Le Tavria Simferopol, que certains n’associent qu’au ventre-mou du championnat ukrainien dans les années 2000 ou à une séance de tirs au but  interminable contre le Stade Rennais en feu la Coupe Intertoto (avec Mikhaylo Fomenko sur le banc à l’époque), a une histoire beaucoup plus riche que cela.

Le Tavria Simferopol en Ligue Supérieure d'URSS © Ancien site officiel du club
Le Tavria Simferopol en Ligue Supérieure d’URSS © Ancien site officiel du club

Créé en 1958 sous le nom d’Avangard, le club de Simferopol dispute son premier match pendant l’été qui se solde par un score vierge contre le Khimik Yaroslavl. L’équipe va rester longtemps en « Classe B » qui va se régionaliser et devenir le championnat de RSSU, et ce malgré une troisième place dès 1962. La première arrivera en 1973 suite à une victoire contre le Lokomotiv Donetsk qui sera suivie par une autre sur le Iskra Smolensk permettant au Tavria de rejoindre l’antichambre de l’élite soviétique. C’est à ce niveau que les Criméens passeront le plus clair de leur temps, mais en 1980, ils gagnèrent le droit, pour une saison, d’évoluer dans l’élite, grâce à un titre de champion glané après une victoire face au Zalgiris Vilnius, juste devant le Dnipro. La découverte de l’élite fût néanmoins douloureuse et malgré quelques victoires (huit) dont certaines de prestige comme notamment celle face au Dinamo Moscou au printemps, le Tavria finit dix-septième et quitte définitivement l’élite soviétique. La descente les ramènera même au troisième échelon, duquel ils vont atteindre les demi-finale de la Coupe d’URSS en 1987 et tomber contre le Dinamo Minsk après avoir pourtant éliminé le Lokomotiv, le Khimik Grodno, le Chernomorets ou encore le Metalist en quarts.

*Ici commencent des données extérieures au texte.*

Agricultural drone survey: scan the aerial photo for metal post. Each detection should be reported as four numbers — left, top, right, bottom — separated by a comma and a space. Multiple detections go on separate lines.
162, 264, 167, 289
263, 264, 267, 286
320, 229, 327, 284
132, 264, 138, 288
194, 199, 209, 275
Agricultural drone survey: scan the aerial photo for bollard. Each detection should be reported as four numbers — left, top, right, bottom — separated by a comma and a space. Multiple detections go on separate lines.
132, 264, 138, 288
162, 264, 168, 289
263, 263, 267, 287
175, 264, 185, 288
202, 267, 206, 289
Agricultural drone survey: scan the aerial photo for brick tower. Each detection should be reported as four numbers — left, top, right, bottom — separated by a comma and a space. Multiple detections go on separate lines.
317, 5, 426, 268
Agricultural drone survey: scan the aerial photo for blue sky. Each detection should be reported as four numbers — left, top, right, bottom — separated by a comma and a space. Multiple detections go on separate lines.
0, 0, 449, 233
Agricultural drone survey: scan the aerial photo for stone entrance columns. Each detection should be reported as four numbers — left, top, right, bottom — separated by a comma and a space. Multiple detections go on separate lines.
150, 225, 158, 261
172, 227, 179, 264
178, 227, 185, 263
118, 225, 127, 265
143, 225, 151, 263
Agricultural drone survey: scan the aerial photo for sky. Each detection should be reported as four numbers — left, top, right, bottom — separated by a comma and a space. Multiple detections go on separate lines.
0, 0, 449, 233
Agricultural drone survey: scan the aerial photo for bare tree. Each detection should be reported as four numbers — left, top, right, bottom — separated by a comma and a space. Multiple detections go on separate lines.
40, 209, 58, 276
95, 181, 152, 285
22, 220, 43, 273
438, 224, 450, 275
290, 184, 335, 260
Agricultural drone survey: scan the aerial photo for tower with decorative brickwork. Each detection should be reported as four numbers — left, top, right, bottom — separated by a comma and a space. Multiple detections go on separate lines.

Les supporters ne manquent jamais de rappeler leur glorieux passé © Collection d'Oleg
Les supporters ne manquent jamais de rappeler leur glorieux passé © Collection d’Oleg

Le Tavria va remonter en première ligue (D2) mais son histoire soviétique s’arrêtera là, non sans une victoire de prestige en amical contre la sélection nationale en 1991, alors composée de Cherchesov, Mostovoy, Shalimov ou encore Kanchelskis. Mais le meilleur est à venir, dès 1992, où le club écrivit la plus belle page de son histoire. En effet, pour ceux qui l’auraient oublié, le Tavria est le premier champion de l’histoire de l’Ukraine indépendante. Une surprise énorme à l’époque alors qu’il y avait notamment le Dynamo Kiev comme hyper-favori. Le 21 juin 1992, Sergey Shevchenko (l’actuel entraîneur du club) marque contre le Dynamo et le Tavria est donc champion. Le seul, encore aujourd’hui, à avoir été champion d’Ukraine hors Dynamo et Shakhtar qui se sont partagés les 24 titres suivants. Le Tavria ne renouvela plus jamais pareil exploit et ne termina jamais mieux que cinquième (à trois reprises) et ne retrouva la gloire qu’en 2010 en remportant la Coupe aux dépends du Metallurg 3-2, après prolongations et un but victorieux du Nigérian Lucky Idahor.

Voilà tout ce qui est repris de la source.